Jacob Zuma a beau placer l’armée sur les sites jusqu’en janvier 2013 comme il vient de le décider, les forces de police et militaires ont beau intimider les mineurs, y compris en lançant des raids de nuits violents dans les bidonvilles, les patrons d’Amplats ont beau menacer, il semble que ce mouvement ne soit pas prêt de faiblir. Les mineurs sont toujours aussi nombreux autour de leur syndicat indépendant, l’Association des mineurs et de la construction (AMCU) dans le stade où ils sont autorisés à se réunir quotidiennement.
Les mineurs d’Amplats s’étaient déjà mis en grève pendant six semaines en janvier et février dernier, dans un contexte également de grande violence – trois morts et un grand nombre de blessés – pour une augmentation de salaire de 10% pour tous. Aujourd’hui, à leur grand mécontentement, la direction a accordé des augmentations variables selon la catégorie. Les milliers de mineurs assemblés pour entendre leurs représentants, ont manifesté leur insatisfaction et demander une prolongation des négociations. Dans un communiqué, la direction les a prié instamment de « travailler ensemble pour sauver leur emploi », avant d’annoncer que la prochaine révision des salaires aurait lieu en juillet 2013. Elle parle à dessein d’ « ajustement » et non d’ « augmentation ».

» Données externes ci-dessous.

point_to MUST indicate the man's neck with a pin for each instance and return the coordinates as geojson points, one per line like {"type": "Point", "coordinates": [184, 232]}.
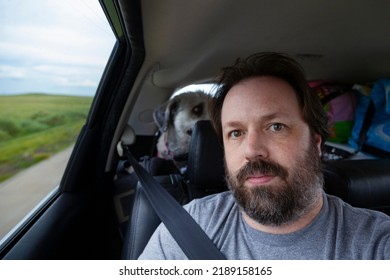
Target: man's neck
{"type": "Point", "coordinates": [290, 227]}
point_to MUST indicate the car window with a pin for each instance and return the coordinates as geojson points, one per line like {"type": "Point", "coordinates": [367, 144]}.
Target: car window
{"type": "Point", "coordinates": [52, 56]}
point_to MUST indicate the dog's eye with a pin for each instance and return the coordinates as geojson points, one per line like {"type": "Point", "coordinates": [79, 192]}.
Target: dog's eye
{"type": "Point", "coordinates": [198, 110]}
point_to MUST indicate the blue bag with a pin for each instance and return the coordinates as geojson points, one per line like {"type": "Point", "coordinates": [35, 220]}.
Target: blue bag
{"type": "Point", "coordinates": [371, 131]}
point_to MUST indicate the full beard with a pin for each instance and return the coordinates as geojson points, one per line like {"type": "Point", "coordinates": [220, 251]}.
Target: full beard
{"type": "Point", "coordinates": [280, 203]}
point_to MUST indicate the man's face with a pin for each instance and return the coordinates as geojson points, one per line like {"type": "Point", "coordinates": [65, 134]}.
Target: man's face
{"type": "Point", "coordinates": [272, 160]}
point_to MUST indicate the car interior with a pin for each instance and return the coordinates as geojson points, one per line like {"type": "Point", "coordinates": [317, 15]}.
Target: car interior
{"type": "Point", "coordinates": [100, 210]}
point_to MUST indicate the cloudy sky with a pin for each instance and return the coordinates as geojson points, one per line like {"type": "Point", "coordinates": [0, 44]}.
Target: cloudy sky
{"type": "Point", "coordinates": [53, 46]}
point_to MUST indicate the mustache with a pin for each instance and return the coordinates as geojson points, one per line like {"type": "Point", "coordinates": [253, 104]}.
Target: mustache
{"type": "Point", "coordinates": [263, 167]}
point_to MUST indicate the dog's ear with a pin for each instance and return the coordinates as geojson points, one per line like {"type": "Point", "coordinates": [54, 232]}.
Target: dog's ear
{"type": "Point", "coordinates": [165, 114]}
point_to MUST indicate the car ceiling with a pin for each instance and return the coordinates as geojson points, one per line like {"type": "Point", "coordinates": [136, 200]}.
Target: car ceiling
{"type": "Point", "coordinates": [188, 41]}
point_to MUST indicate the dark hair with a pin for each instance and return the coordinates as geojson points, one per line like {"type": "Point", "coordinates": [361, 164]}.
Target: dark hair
{"type": "Point", "coordinates": [275, 65]}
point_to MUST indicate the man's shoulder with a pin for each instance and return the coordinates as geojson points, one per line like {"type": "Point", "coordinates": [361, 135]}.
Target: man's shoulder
{"type": "Point", "coordinates": [215, 206]}
{"type": "Point", "coordinates": [358, 213]}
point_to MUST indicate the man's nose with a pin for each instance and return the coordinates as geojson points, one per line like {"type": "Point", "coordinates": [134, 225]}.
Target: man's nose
{"type": "Point", "coordinates": [256, 145]}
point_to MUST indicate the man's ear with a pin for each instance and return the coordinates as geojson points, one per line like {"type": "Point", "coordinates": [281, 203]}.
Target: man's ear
{"type": "Point", "coordinates": [318, 142]}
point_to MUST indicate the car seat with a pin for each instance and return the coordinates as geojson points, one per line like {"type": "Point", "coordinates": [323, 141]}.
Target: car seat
{"type": "Point", "coordinates": [204, 176]}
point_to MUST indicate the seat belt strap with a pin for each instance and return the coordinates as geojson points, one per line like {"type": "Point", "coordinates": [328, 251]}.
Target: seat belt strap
{"type": "Point", "coordinates": [191, 238]}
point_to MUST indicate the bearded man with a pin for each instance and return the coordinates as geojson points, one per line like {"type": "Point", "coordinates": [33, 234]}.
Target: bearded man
{"type": "Point", "coordinates": [273, 129]}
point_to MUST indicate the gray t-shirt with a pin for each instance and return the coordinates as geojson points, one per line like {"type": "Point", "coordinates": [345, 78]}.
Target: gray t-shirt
{"type": "Point", "coordinates": [339, 231]}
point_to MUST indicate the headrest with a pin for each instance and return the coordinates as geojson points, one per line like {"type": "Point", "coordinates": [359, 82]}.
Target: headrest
{"type": "Point", "coordinates": [205, 170]}
{"type": "Point", "coordinates": [361, 183]}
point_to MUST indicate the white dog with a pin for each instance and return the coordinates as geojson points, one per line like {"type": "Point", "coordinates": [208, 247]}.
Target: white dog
{"type": "Point", "coordinates": [175, 120]}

Comme dans d’autres mines, le syndicat indépendant AMCU est soutenu par la majorité des mineurs qui rejettent le monopole du syndicat NUM, affilié à la COSATU, elle-même alliée de l’ANC au pouvoir. Ses représentants sont accusés de ne pas défendre les travailleurs et de privilégier les relations avec les propriétaires des mines dont certains de ses membres dirigeants sont actionnaires. Les grèves dans les mines sont revendicatives, certes, mais aussi très visiblement politiques. Les sentiments anti-Zuma s’expriment haut et fort, à deux mois du congrès électif crucial de l’ANC qui décidera, ou non, d’un nouveau mandat pour l’actuel président de la République. Derrière les mineurs, il y a aussi les femmes qui ont montré leur détermination, les familles, les relations, le village parfois, autant d’électeurs qui pourraient, et certains le déclarent déjà, ne pas voter ANC aux prochaines élections générales. Ce sentiment n’est pas limité aux mineurs, dans d’autres secteurs d’activité et au sein d’une population choquée par la répression anti mineurs, la colère contre le gouvernement et le président est montée d’un cran.